Kirsten

Compassion is our deepest nature.  It arises from our interconnection with all things.

This principle stemming from Buddhist psychology eloquently states my passion for conservation.  A similar ideology also resonates in Hawaiian culture as the concept of lokahi.  Lokahi describes the connection, essentially describing the balance between ʻāina, kānaka, and ke akua but also mind, body, spirit, and land.  With the understanding that all things are connected I have travelled through my education and past experiences to find myself in a place I have always strived to be.

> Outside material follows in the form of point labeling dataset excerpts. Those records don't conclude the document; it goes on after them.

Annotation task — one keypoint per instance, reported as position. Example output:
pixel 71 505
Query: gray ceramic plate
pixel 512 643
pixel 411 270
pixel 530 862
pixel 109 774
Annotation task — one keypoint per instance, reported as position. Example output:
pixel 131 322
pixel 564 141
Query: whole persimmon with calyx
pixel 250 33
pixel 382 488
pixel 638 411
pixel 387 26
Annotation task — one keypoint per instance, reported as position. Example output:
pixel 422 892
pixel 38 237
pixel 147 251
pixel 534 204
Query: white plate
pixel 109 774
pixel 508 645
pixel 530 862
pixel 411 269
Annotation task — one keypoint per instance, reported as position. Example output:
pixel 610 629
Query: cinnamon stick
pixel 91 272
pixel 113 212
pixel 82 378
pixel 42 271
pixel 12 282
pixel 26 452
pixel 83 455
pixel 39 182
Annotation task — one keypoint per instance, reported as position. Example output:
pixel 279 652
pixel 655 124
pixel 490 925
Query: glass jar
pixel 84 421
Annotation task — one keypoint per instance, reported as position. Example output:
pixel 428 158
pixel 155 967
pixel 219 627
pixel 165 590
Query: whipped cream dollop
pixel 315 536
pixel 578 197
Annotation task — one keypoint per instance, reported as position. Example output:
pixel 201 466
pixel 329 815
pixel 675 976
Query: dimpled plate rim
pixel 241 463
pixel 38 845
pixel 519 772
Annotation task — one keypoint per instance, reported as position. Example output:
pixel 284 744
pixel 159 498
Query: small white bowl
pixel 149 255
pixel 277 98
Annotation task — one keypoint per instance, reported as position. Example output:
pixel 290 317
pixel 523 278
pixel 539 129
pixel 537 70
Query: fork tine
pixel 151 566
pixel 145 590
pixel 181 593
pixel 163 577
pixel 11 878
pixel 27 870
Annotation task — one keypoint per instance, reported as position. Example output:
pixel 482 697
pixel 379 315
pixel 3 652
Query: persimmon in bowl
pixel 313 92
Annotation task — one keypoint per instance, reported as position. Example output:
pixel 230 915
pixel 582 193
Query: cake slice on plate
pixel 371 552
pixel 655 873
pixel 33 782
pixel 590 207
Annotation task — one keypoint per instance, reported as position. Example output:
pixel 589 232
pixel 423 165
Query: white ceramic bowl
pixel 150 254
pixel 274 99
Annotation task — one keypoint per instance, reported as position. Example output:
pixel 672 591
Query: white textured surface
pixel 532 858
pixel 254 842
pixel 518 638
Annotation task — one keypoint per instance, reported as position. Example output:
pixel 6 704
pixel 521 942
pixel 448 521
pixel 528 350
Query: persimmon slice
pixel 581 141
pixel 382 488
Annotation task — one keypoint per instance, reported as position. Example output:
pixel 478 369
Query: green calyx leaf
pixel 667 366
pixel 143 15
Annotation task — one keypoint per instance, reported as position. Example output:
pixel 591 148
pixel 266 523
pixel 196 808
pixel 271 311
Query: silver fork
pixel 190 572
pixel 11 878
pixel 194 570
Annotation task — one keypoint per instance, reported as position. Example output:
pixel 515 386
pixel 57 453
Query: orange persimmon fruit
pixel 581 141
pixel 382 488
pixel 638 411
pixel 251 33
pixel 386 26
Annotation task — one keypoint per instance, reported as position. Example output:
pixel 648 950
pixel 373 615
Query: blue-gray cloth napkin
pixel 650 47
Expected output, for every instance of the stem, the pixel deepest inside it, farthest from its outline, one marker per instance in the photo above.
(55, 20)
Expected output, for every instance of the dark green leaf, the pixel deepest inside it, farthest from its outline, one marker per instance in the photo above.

Hawaiʻi is such a unique place full of life, community stewardship, and tradition.  I was raised to be an enthusiast of the ocean and a steward of the land. This aspect of my life was challenged when my family moved to Illinois amidst my childhood.  At the time, all I could see in this move was an uprooting of a child of the sea to a place 4,100 miles away, a place unknown and unfamiliar.  Throughout the rest of my compulsory education I learned to see the light in a place so different than Hawaiʻi and familiarized myself with such a terrestrial environment still holding onto that feeling in my naʻau that Hawaiʻi was home and one day I would return.

Upon graduating from high school, I made my intended journey back to the wonderful islands of Hawaiʻi earning my Bachelor of Science Degree in Marine Biology at the University of Hawaiʻi at Mānoa in 2012.  I am elated to be back in the place that I call home; looking back now, I am perpetually thankful for my time spent in Illinois.  The time spent away has given me an even greater appreciation of Hawaiʻi, not only its unique ecosystems but its deep sense of community and its devotion to culture and tradition.  This brings me back to lokahi; the balance of mind, body, spirit, and land that guides me to care for Hawaiʻi and all it has to offer.

With this, I am overjoyed to begin my excursion as a Marine Fellow with The Nature Conservancy of Hawaiʻi.  I am forever grateful for The Nature Conservancy, NOAA’s Pacific Services Center, Atherton Family Foundation, Hauʻoli Mau Loa Foundation, and The Office of Hawaiian Affairs Papahanaumokuakea National Marine Monument Division for providing Brad, Kalani and I with such an outstanding opportunity to serve and protect Hawaiʻi’s unique marine ecosystems.  Through this fellowship I hope to gain vital knowledge and skills to ensure the well-being of Hawaiʻi for future generations to come.